The adeno-associated virus gene refers to a gene composed of one or a plurality of nucleic acid sequences derived from the serum types of one or a plurality of adeno-associated viruses. The adeno-associated virus gene is preferably a gene involved in replication and packaging of AAV and a gene encoding an AAV constituent protein.

AAV is a non-enveloped virus that proliferates in the presence of helper viruses such as adenovirus and herpesvirus. In the preparation of AAV to be used for gene therapy or nucleic acid introduction, classically, AAV replication has been performed by co-infecting host cells with an adenovirus. In addition, a gene responsible for the helper action of adenovirus has been clarified, and a plasmid bearing this gene has also been used. For example, a plasmid containing a Rep gene and a Cap gene, an adenovirus helper plasmid, and a plasmid containing a gene for treatment or prevention are simultaneously transfected into cells, and can thus be packaged as recombinant AAV (rAAV).

The Rep gene and the Cap gene encode proteins involved in the replication and packaging of the virion. In the wild type, the Rep gene is expressed from the p5 promoter and the p19 promoter. The Cap region expresses VP1, VP2, and VP3. Examples of the promoter that is naturally carried by the Cap gene can include a p40 promoter.

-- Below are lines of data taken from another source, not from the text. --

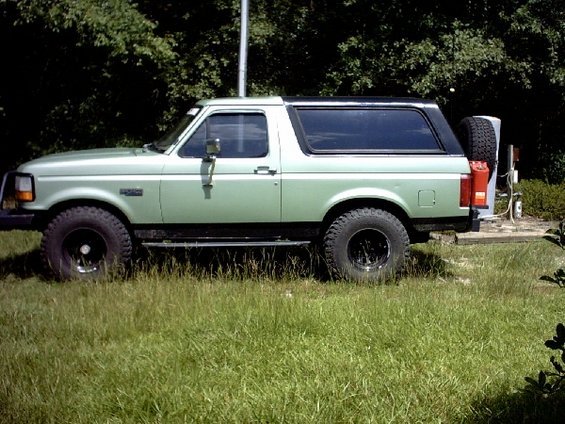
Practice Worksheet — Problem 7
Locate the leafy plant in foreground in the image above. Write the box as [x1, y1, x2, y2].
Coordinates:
[543, 220, 565, 250]
[540, 268, 565, 288]
[526, 222, 565, 397]
[540, 220, 565, 287]
[525, 323, 565, 396]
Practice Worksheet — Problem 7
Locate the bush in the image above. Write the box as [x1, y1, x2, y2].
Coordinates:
[526, 223, 565, 400]
[525, 323, 565, 396]
[540, 220, 564, 287]
[516, 179, 565, 221]
[532, 150, 565, 185]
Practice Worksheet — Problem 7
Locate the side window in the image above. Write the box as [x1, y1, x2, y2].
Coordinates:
[179, 113, 268, 158]
[296, 108, 441, 152]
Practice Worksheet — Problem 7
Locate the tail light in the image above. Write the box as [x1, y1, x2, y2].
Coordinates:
[460, 174, 472, 207]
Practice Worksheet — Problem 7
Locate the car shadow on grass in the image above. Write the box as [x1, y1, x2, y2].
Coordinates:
[0, 245, 455, 283]
[0, 248, 45, 280]
[463, 389, 565, 423]
[135, 245, 332, 281]
[401, 246, 453, 280]
[137, 244, 452, 283]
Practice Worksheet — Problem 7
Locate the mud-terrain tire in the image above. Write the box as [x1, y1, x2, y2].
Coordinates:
[458, 117, 497, 179]
[324, 208, 410, 282]
[40, 206, 132, 281]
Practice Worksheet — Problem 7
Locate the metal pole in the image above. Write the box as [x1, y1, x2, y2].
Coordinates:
[238, 0, 249, 97]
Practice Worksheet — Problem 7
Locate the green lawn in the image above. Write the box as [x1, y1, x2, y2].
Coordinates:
[1, 231, 564, 423]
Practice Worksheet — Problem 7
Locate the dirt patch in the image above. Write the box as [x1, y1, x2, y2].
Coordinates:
[479, 215, 557, 234]
[431, 215, 559, 245]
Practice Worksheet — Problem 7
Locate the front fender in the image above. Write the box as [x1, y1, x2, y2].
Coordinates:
[25, 178, 162, 224]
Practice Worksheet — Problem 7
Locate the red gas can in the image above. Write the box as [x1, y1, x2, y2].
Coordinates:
[470, 161, 489, 208]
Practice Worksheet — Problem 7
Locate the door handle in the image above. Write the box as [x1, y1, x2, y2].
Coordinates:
[254, 166, 277, 175]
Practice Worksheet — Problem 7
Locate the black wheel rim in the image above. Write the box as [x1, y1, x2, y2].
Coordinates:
[347, 229, 391, 271]
[62, 228, 107, 274]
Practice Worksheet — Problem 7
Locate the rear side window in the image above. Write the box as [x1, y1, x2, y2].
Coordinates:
[296, 108, 442, 153]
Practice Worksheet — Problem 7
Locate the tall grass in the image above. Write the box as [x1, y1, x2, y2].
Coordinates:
[1, 231, 564, 423]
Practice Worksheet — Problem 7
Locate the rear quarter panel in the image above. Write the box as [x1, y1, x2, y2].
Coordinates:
[276, 110, 471, 222]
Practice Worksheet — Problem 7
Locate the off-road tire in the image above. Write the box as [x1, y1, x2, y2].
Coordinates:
[40, 206, 132, 281]
[324, 208, 410, 282]
[458, 117, 497, 179]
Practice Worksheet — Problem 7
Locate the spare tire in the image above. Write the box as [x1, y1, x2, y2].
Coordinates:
[457, 117, 498, 180]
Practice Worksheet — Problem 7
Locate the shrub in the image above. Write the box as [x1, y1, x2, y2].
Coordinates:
[532, 150, 565, 185]
[540, 220, 564, 286]
[526, 222, 565, 399]
[515, 179, 565, 221]
[525, 323, 565, 396]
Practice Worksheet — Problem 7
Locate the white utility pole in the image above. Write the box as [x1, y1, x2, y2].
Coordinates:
[238, 0, 249, 97]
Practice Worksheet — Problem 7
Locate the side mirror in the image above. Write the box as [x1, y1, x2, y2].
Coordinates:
[204, 138, 221, 161]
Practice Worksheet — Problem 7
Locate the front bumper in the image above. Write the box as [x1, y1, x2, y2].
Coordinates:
[0, 209, 35, 230]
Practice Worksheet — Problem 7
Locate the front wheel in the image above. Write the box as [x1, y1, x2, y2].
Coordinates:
[40, 206, 132, 281]
[324, 208, 410, 282]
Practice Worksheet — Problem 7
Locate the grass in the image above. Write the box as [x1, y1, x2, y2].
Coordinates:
[1, 231, 564, 423]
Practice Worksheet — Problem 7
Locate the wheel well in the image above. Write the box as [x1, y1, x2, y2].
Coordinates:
[321, 199, 419, 242]
[40, 200, 132, 232]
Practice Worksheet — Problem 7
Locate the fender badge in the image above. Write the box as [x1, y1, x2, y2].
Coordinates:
[120, 188, 143, 196]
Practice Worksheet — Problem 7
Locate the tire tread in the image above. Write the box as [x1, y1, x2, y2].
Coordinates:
[323, 208, 409, 282]
[40, 206, 132, 280]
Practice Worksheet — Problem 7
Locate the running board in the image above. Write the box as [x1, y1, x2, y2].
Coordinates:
[142, 240, 311, 248]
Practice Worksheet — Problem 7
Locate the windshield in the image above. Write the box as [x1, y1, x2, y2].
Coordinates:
[151, 107, 202, 151]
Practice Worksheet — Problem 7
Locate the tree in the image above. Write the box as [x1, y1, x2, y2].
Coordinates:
[1, 0, 176, 171]
[1, 0, 563, 181]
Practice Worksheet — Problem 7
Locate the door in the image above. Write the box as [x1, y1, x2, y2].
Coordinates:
[160, 109, 281, 224]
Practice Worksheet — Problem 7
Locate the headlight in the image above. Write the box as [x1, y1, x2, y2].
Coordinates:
[15, 175, 35, 202]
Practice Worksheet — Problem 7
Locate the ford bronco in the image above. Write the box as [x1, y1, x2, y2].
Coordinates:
[0, 96, 497, 281]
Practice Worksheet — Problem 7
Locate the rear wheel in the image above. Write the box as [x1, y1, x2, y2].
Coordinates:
[324, 208, 410, 282]
[40, 206, 132, 281]
[458, 117, 498, 179]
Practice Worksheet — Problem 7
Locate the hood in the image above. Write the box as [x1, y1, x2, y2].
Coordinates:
[18, 147, 165, 176]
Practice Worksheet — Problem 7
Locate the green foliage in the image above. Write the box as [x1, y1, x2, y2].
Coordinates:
[1, 0, 564, 181]
[15, 0, 176, 63]
[540, 220, 564, 287]
[525, 323, 565, 396]
[528, 220, 565, 407]
[396, 24, 518, 103]
[506, 0, 565, 88]
[516, 180, 565, 221]
[1, 0, 177, 169]
[544, 220, 565, 250]
[532, 150, 565, 185]
[540, 269, 565, 288]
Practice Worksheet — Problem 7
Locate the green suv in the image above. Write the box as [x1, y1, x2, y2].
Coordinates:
[0, 96, 497, 281]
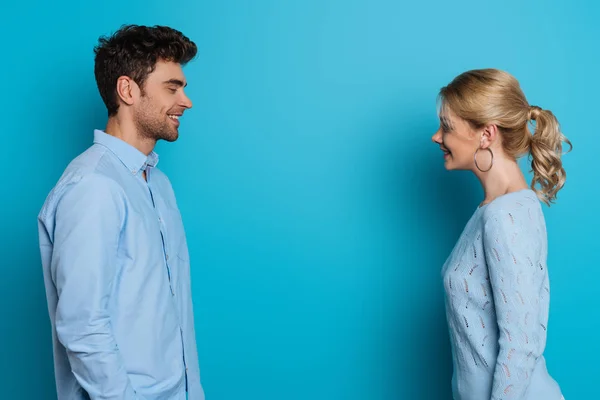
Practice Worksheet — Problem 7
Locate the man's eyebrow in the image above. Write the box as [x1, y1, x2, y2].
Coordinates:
[163, 79, 187, 87]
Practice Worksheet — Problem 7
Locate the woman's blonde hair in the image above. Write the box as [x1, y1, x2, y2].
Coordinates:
[438, 68, 572, 205]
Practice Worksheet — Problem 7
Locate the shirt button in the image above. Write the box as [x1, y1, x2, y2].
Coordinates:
[166, 254, 169, 260]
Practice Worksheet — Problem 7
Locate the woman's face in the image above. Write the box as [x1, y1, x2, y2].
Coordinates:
[432, 109, 481, 171]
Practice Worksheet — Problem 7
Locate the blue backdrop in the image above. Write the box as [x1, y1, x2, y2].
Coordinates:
[1, 0, 598, 399]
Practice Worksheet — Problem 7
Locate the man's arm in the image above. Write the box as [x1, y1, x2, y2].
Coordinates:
[52, 174, 138, 400]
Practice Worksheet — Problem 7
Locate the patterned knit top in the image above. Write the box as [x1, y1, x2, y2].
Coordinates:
[442, 189, 563, 400]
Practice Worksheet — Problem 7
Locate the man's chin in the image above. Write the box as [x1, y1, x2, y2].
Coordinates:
[158, 130, 179, 142]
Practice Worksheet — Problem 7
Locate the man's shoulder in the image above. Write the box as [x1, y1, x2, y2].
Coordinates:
[38, 146, 122, 220]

The adeno-associated virus gene (such as a Rep gene and a Cap gene) may be a wild-type gene, but a gene in which modifications such as substitution, deletion, insertion, or addition of a base have been made to the wild-type gene may be used as long as it exhibits an inherent function.

In a case where the Rep gene and the Cap gene are introduced into a cell, a vector containing the Rep gene and the Cap gene can be introduced into the cell. The Rep gene means a region of the AAV genome encoding a virus replication protein that is known to those skilled in the art and that is collectively required for replication of a virus genome, or its functional homolog, for example, a human herpesvirus 6 (HHV-6) Rep gene (mediating AAV-2 DNA replication is known). The Cap gene means a region in the AAV genome encoding a capsid protein of a virus known to those skilled in the art.

As the vector containing the Rep gene and the Cap gene, for example, a plasmid, a nucleic acid sequence derived from a virus, or an artificially designed nucleic acid can be used, and a plasmid is preferable.